In the Guardian, Lynne Brindley defends the British Library against charges that undergraduates are swamping the reading areas. The exchange sounds a little like a library suggestions book, with its interplay of reader and librarian. Tristram Hunt's central criticism is wrong: it should be the duty of the national library to be open to any citizen who cannot find what they need elsewhere, and undergraduates may well do research projects which require them to use materials only held at the BL. I know of no evidence that undergraduate library users are any worse-behaved than other type of user. Hunt claims "The studied calm of the reading room has given way to a hum of mobile phone ringtones, chit-chat and pubescent histrionics". My own visits to the BL have been disturbed by mobile phone noises from some very venerable users, who don't know how to set them to silent. And as for pubescent histrionics, that old literary journalist's standby, the article on sexual liaisons in the reading rooms, has been published and re-published for many years before wider access to the collections by undergraduates was granted. See Reading for Pleasure by Olivia Stewart-Liberty in the Spectator of 4 July 2005 for an example of the genre.
Hunt's original article is Scholarly Squeeze, there are some comments here, including a suggestion that may well do wonders for Senate House Library's statistics; and there's more in Mortarboard.

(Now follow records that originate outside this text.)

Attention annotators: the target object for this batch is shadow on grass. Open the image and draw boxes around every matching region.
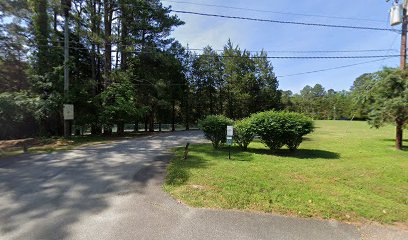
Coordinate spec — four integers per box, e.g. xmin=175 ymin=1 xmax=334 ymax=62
xmin=381 ymin=138 xmax=408 ymax=143
xmin=381 ymin=139 xmax=408 ymax=151
xmin=165 ymin=154 xmax=211 ymax=186
xmin=246 ymin=148 xmax=340 ymax=160
xmin=212 ymin=147 xmax=254 ymax=162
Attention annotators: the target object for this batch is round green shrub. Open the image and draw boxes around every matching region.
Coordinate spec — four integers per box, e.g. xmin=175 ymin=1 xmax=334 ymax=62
xmin=234 ymin=118 xmax=254 ymax=150
xmin=198 ymin=115 xmax=233 ymax=149
xmin=249 ymin=111 xmax=314 ymax=151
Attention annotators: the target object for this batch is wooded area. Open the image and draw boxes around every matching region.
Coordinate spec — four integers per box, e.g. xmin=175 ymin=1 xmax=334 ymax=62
xmin=1 ymin=1 xmax=406 ymax=148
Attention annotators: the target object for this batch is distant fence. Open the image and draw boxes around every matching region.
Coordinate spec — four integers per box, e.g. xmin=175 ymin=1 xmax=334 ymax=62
xmin=72 ymin=123 xmax=199 ymax=135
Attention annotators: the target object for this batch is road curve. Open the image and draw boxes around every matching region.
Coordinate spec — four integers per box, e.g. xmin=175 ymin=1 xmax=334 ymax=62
xmin=0 ymin=131 xmax=404 ymax=240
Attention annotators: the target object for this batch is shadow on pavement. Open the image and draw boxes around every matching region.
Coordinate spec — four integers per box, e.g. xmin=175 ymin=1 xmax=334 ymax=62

It's a good week for librarians in the Guardian: there are some wonderfully pithy and accurate comments on qualified librarians by a library assistant in Notes and Queries, which doesn't seem to have reached the web version yet. responding to a school librarian who worries about the absence of positive images of the profession (a sign of a profession in trouble, if you ask me) she says that the words "mean, sad, peculiar and petty-minded" certainly apply. She adds some more: "misanthropic, hierarchical, dictatorial, uncommunicative, unsociable, indecisive and pedantic".... "I'd add short and shuffly, but I fear I'm being personal". I too, after nearly thirty years in library staff rooms, recognise many of the traits she sees in (some) former colleagues.